Вязьма той поры — милый городок провинциальный: особнячки позднего купеческого модерна и домишки с узорчатыми оконцами. Двухэтажное с верхотурой здание театра — увы, мне там дали от ворот поворот, зато местная газета напечатала мои рецензии на три спектакля подряд. В нашей с Валерием комнате, где от хозяев нас отделяла не дверь, а занавеска из цветной рогожки, чирикал и прыгал по клетке ухарь щегол. Правда, недолго — он подох от проникающего во все щели, пронзающего метастазами всю здешнюю жизнь духа лагеря.
Валерий приходил домой странно потемневший, неразговорчивый. О своей поэме он почему-то ни разу не вспомнил, от вопросов отмахивался. Он становился похожим на себя прежнего только в наших с ним ресторанных посиделках, где, приказав официанту никого не подсаживать, просил почитать ему что-нибудь из Есенина или Блока.
Неподалеку от управления Вяземлага был книжный ларечишко, развал — десятки таких в мое доарестное время торговали у Китайгородской стены от Никольской до Ильинки, — бери и листай, пробуя на вкус, потрепанные томики: Плутарх, Пинкертон, Гладков… А здесь я однажды наткнулся на книгу поэта, чье имя слышал от Комгорта (а тот — от Авербаха) — Мандельштам. Тоненькая книжечка, на светлой обложке хмурое слово «Камень». Старый усталый лев из последних сил тащил на загорбке мальчонку с кувшином. Я понял, что эти стихи надо читать медленно.
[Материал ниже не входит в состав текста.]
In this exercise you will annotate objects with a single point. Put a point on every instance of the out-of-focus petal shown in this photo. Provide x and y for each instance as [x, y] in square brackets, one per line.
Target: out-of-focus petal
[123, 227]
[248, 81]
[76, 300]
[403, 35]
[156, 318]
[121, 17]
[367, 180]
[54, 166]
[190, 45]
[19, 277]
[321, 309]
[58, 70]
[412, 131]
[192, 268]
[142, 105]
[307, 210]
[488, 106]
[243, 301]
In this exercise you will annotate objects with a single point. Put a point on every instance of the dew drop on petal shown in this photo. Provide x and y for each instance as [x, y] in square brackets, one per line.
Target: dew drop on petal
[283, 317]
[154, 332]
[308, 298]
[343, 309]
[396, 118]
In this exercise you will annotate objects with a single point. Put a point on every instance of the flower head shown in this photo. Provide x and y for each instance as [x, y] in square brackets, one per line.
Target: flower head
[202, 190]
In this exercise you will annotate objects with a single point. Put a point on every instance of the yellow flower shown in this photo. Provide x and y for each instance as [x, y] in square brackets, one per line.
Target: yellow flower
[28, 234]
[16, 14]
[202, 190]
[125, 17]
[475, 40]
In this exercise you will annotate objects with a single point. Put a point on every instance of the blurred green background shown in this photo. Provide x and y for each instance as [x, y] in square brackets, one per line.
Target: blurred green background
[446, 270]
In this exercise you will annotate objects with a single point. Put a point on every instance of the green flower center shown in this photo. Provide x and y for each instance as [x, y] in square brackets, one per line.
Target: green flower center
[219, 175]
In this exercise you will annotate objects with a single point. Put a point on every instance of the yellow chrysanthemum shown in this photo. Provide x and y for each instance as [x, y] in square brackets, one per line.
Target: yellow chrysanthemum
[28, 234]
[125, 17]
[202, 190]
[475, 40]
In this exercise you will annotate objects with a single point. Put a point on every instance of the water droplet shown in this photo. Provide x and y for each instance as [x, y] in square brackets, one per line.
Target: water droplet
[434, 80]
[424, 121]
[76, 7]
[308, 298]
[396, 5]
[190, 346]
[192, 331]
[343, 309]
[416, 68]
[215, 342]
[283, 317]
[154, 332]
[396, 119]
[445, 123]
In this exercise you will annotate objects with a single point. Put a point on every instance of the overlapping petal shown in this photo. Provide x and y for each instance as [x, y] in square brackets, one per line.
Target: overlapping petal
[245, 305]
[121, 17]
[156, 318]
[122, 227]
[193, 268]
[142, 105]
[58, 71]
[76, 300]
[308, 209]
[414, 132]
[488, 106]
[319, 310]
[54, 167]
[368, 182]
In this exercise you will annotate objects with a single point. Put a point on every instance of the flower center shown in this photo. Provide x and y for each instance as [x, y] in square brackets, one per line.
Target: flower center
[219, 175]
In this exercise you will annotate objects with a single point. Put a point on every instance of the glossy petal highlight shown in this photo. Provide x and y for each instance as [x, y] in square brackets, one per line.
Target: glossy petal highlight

Дома я уютно устроился на топчане, закурил беломорину, — но из-за рогожки кто-то требовательно гаркнул:
— Эй, хозяин!
Гостя я узнал сразу. Он еще откидывал занавеску, а у меня в мозгу вспыхнуло и просвистело: «ГУШОССДОР»! Москва — Минск — шоссейная дорога! Чтоб выстроить цепочку — Темники — ГУШОССДОР — Вяземлаг — хватило секунды, и я сумел не удивиться появлению Максимова.
— Здорово, товарищ! — весело сказал Максимов. Будто мы дружески расстались день-два назад. — Рад видеть уже не «гражданина», а — «товарища». Валерка отсутствует? Ни хрена, без него обмоем.
Достал из чемоданчика поллитровку, походную закусь в накрахмаленной салфетке, добыл из нашего шкафчика стаканы и тарелки.
— За твое счастье, товарищ! — Максимов вкусно произносил шипящие, словно щелкал орехи. — Кем тебя Комгорт сосватал в управление?
До сих пор я молчал, но тут пришлось ответить:
— Клал я на ваше управление. Сотрудничаю в газете.
Не знаю, после какого по счету стакана Максимова осенила идея. Может, была припасена заранее, прорвалась в нужную минуту. Он хлопнул меня по коленке, захохотал от удовольствия и торжественно выложил козырного туза.
— К японской матери твою газету! Сколько тебе там платят — гулькин? Ты режиссер, артист, а у меня в Ярцеве контингент — три тыщи интеллигенции. Надо — позычим у соседей. Мы с тобой такой театр оторвем — ваш затруханный Мейерхольд сдохнет от зависти! Московско-Минский театр имени Сталина, ты — худрук! Снятие судимости гарантирую — собирайся, едем в Ярцево!
Глаза Максимова… даже не подберу, как лучше сказать: сияли, сверкали? В его ушах уже гремела овация, супруга начальника Вяземлага мадам Петрович подносила ему букет бурбонских роз, из царской ложи посылал воздушные поцелуи нарком Ежов…
— «Слепых» будем ставить? — спросил я, силясь насмешкой унять ненависть. — Или сразу «Гамлета»?
Я рванул водку прямо из горла, чтобы приглушить взрыв, но запал уже сработал:
— За что, сука, ты меня убивал на Двадцатке!? Мокрушник с Лубянки! Если б тебя не сменили, лежать мне б теперь под биркой!